Driving test pass rate gap between sexes widens in Hartlepool
The gap between male and female driving test pass rates widened in Hartlepool during the coronavirus pandemic, according to new figures.
Driver and Vehicle Standards Agency data shows that of 286 tests taken by male drivers at Hartlepool Test Centre between April and June, 179 were successful – a pass rate of 63%.
Of the 308 tests taken by women, 50% were passes.
Although figures for the same period in 2020 were unavailable due to lockdown restrictions, in 2019 women had a success rate of 50% – compared to 61% for men.
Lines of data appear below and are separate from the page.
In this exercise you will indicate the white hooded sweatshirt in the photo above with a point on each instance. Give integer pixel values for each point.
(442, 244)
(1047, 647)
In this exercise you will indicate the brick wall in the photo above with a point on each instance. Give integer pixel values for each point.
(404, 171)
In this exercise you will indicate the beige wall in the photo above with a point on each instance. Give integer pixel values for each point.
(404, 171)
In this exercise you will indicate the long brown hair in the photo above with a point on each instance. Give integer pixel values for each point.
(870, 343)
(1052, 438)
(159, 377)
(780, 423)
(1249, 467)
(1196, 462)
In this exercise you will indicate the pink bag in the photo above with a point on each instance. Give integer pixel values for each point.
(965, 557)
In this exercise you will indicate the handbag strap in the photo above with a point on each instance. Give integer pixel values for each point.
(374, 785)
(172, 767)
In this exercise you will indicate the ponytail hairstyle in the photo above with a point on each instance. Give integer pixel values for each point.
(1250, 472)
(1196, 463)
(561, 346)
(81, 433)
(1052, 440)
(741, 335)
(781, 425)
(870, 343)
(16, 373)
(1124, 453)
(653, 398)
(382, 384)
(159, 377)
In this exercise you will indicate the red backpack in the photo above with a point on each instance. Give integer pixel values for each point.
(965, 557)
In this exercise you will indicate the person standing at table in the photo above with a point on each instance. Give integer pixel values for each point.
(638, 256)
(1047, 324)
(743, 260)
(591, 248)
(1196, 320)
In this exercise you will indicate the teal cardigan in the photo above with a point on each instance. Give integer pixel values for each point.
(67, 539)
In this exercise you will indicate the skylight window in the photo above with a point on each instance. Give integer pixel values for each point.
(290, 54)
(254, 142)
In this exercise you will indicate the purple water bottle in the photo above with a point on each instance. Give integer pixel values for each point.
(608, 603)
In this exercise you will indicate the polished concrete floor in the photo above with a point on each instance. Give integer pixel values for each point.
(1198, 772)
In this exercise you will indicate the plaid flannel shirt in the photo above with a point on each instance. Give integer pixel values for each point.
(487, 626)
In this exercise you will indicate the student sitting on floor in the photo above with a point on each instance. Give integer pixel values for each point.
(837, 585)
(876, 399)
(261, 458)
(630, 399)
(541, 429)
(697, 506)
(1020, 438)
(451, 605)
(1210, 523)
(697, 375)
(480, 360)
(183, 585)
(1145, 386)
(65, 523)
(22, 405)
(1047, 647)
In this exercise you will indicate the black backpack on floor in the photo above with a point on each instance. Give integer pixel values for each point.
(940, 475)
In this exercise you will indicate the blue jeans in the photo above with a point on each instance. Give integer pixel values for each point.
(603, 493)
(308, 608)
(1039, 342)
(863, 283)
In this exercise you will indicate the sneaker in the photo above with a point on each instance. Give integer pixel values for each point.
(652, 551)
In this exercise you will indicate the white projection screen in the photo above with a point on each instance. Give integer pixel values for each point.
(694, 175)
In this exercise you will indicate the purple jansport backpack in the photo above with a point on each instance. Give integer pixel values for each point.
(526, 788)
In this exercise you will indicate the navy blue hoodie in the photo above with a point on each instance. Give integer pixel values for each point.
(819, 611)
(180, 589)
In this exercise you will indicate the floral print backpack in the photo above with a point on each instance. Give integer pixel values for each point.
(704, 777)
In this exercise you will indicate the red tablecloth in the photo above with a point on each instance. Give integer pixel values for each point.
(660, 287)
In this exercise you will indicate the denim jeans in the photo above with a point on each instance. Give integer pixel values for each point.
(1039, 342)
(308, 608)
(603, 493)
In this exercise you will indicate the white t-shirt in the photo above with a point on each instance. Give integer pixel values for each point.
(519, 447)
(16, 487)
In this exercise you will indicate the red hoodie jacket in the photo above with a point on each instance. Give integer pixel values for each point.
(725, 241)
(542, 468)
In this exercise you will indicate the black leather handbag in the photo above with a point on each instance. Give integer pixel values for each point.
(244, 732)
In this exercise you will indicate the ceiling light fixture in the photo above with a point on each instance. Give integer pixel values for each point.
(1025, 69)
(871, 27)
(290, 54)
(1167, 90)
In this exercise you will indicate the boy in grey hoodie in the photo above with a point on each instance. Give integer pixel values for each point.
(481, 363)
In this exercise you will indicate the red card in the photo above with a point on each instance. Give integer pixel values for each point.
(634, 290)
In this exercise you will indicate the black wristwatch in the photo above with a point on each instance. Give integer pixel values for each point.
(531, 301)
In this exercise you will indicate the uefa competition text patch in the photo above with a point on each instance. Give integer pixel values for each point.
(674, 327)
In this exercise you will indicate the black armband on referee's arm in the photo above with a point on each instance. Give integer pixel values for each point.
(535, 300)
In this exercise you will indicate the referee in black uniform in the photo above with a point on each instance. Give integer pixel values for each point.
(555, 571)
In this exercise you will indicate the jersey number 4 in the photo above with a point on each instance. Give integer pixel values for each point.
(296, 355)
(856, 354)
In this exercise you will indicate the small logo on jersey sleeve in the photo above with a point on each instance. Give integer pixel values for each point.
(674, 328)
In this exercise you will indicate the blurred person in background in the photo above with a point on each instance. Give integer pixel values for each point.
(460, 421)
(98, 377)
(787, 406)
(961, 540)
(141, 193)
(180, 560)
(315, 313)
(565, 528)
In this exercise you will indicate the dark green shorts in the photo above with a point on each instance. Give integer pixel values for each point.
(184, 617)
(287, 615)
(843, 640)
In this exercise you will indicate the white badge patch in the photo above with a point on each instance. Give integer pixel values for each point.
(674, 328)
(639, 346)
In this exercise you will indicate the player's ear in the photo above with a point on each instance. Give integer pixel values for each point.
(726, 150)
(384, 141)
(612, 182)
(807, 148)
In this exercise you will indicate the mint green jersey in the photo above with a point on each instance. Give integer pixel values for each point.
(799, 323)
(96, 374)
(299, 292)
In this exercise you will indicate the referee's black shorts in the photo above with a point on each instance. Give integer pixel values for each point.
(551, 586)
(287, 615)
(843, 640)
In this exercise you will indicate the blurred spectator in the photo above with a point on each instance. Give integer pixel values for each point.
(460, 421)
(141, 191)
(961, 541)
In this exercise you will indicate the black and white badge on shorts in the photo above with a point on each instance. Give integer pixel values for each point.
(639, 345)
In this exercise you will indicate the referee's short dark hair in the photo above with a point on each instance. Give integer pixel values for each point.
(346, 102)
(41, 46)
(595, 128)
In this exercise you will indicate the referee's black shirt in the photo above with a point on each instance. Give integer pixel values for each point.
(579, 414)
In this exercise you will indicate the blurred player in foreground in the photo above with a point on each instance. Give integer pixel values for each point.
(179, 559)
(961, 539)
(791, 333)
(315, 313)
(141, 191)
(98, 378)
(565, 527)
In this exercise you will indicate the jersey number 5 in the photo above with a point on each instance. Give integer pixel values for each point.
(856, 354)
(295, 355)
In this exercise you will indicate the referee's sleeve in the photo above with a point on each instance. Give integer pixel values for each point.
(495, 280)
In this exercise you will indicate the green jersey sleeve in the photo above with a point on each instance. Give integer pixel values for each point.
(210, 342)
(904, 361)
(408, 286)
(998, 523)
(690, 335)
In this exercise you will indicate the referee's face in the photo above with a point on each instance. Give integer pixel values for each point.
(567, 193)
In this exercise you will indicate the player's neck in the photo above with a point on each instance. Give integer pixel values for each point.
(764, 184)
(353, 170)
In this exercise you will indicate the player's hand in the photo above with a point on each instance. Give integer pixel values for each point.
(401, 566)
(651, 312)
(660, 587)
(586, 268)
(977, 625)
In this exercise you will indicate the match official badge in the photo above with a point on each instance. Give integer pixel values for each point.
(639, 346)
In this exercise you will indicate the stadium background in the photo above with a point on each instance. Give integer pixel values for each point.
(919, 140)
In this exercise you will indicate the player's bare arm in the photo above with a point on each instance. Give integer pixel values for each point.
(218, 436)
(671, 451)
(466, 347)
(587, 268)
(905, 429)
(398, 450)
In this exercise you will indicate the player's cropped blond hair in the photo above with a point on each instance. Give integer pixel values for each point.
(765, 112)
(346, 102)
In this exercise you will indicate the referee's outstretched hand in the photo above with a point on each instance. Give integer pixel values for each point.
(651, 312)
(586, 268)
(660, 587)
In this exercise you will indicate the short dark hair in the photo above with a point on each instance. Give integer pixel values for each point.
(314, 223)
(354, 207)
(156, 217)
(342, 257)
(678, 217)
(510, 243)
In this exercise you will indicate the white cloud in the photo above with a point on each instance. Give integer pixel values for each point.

Nationally, 49.2% of tests taken by women between April and June were passed – a higher proportion than during any similar period on record.
Though the male success rate also rose, the United Kingdom gap between the two genders (4.7 percentage points) is now the closest it has ever been.
RAC spokesman Rod Dennis said: “While it’s encouraging that the gender driving test pass ‘gap’ appears to be closing, only time will tell whether this is a trend that continues as the number of people taking tests starts to return to normal.”
The AA said the difference in pass rates between men and women is a long-term trend.
A DVSA spokesman said practical and theory tests are designed to measure a candidate's ability to drive safely and responsibly as well as making sure they know the theory behind safe driving.
He added: "All candidates are assessed to the same standard and the result of their test is entirely dependent on their performance on the day.”